Sourcing in Izmir Day 3: Zihni

Sourcing in Izmir Day 3: Zihni

Day 3. 

Apartment buildings cling to the hillside in small clusters, with occasional pastel-coloured minarets jutting up slenderly towards the bruised winter skies. Farms and olive groves surround them before cobbled streets climb gently up the mountain slopes, finding themselves occasionally in a small village square with a mosque, a coffee shop, a broken down tractor, various street cats, elderly women and - in one part of town - the office of a local antique collector. 

Over 200 collectors operate in the hill country, north of Izmir, going from home to home, offering to trade old pots, jewellery and ornaments for modern necessities, from the locals who have dwelt in its valleys for generations. 

 

Our hosts today are Özden and Zihni. They’ve come to collect us from our hotel. Özden can be no more than 30 years old, but has been doing this work with his father for over 20 years. Zihni sits, like a happy toad in the passenger seat of the car, felt cap resting on his head with just enough of a gap to allow his kind eyes to glint at us. He smiles and croaks a big ‘Welcome!’, revealing two remaining teeth in a mouth full of gums. 
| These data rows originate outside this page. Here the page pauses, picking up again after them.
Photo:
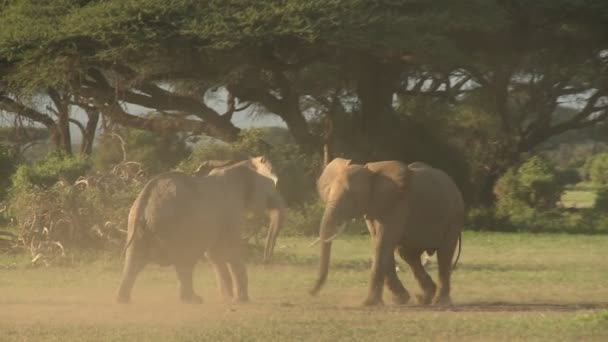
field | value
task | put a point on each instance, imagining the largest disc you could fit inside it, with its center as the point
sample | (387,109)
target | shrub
(50,170)
(88,213)
(595,169)
(534,185)
(8,165)
(601,200)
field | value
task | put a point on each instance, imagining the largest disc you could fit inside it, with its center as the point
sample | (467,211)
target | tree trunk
(62,110)
(88,136)
(379,126)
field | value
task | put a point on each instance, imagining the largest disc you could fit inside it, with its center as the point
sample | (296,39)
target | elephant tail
(136,221)
(459,250)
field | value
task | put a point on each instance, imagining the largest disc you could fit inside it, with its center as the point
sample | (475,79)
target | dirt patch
(500,307)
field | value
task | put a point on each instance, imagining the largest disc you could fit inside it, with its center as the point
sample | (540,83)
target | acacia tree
(345,60)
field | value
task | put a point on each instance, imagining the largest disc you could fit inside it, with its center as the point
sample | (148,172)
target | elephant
(177,218)
(260,164)
(408,209)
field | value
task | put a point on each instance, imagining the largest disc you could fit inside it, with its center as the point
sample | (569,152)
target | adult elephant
(408,209)
(177,218)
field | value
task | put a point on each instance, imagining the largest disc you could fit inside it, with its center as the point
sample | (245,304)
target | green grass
(507,287)
(578,199)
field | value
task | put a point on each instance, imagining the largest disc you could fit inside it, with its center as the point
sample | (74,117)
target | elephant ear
(388,185)
(332,171)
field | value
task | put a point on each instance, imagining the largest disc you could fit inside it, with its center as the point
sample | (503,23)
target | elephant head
(349,191)
(261,196)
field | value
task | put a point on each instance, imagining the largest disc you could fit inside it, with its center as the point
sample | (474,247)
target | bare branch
(78,124)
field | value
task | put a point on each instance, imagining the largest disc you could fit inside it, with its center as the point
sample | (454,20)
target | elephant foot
(424,299)
(122,299)
(240,300)
(192,299)
(442,301)
(372,302)
(401,299)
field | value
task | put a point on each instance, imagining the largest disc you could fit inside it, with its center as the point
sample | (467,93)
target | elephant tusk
(314,242)
(342,228)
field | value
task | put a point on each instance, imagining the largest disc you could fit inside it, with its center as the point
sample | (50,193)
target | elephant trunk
(277,217)
(325,232)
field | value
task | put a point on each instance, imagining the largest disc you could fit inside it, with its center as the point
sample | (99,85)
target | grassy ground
(579,198)
(507,287)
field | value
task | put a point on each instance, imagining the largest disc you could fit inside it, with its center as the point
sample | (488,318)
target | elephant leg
(412,258)
(383,253)
(392,282)
(371,227)
(135,261)
(444,261)
(184,271)
(223,278)
(239,275)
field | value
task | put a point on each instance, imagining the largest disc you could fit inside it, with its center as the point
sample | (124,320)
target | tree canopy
(360,76)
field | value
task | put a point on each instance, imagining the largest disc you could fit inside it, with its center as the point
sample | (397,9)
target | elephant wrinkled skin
(409,209)
(178,218)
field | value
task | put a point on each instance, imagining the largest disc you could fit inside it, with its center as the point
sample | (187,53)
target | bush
(88,213)
(50,170)
(8,166)
(601,200)
(534,185)
(595,169)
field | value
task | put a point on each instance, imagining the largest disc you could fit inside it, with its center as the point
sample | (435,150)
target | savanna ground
(507,287)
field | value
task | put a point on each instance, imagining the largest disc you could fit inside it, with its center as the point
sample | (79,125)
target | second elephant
(408,209)
(177,218)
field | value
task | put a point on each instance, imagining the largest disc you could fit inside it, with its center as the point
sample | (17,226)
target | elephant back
(434,200)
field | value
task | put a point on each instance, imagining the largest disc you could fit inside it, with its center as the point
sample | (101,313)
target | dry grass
(508,287)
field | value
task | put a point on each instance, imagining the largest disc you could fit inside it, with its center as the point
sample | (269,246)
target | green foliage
(534,185)
(595,169)
(8,165)
(526,198)
(54,168)
(90,213)
(601,200)
(156,153)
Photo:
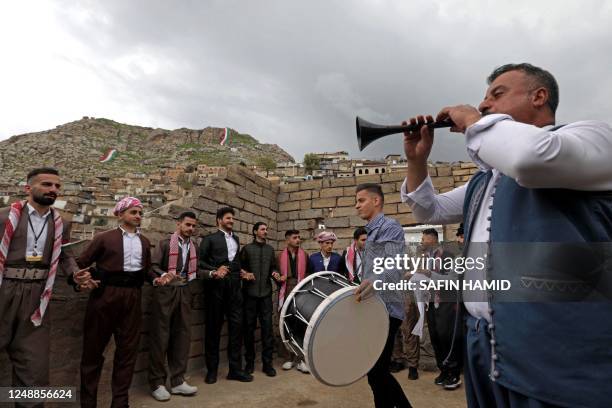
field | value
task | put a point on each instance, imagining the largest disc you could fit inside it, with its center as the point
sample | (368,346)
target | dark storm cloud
(297,73)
Zihni is well travelled in Turkey - he’s a nomad - but he grew up in a tent amongst the blue-grey mountains that peacefully watch over us as we drive. ‘And not one of these modern tents’ he assures us. ‘It would be very cold and we had no running water or electricity’. He would come down the mountain seasonally for schooling in the town, but school isn’t where he found his wisdom. ‘If you stay just one night in the mountains you understand life much, much, much better’, he professes from the front seat with longing satisfaction. 

We’re visiting three warehouses today, punctuated with chai, Turkish coffee and Zihni's stories. ‘I’m an old man. I’m 72!’ he spits with a laugh and chai swimming around his gums, as we chat about the internet. ‘My brain doesn’t work with these things’. Zihni is an ancient soul. As he points out one of the new mosques, he shouts ‘Ugly!’. They don’t make them like they used to. It’s an opinion he shares about pottery too. ‘I like fragments much more than good condition ones. Fragments have a lot more meaning.’

We ask him why he collects antiques. ‘It’s in my soul’, comes the answer before our question could finish itself. He tells us about the time he lived in one of the caves in Cappadocia for a year. Proudly, he’s never lived in a new-build and always finds himself amongst old dwellings.

‘The earth gives me energy. The problem with people nowadays is they’ve lost their relationship with nature. Children live in apartments, go to school in apartments… they no longer see the power of nature.’ There’s something kindred with the ancient mountains and Zihni's antiques. He laments as Özden drives us home again, past the olive groves, ‘They don’t make the pots like this any more. It was an art back then. The shape of the pots tells you many stories’ He pauses briefly to glance out of the window, skyward, …’ if you can understand them.’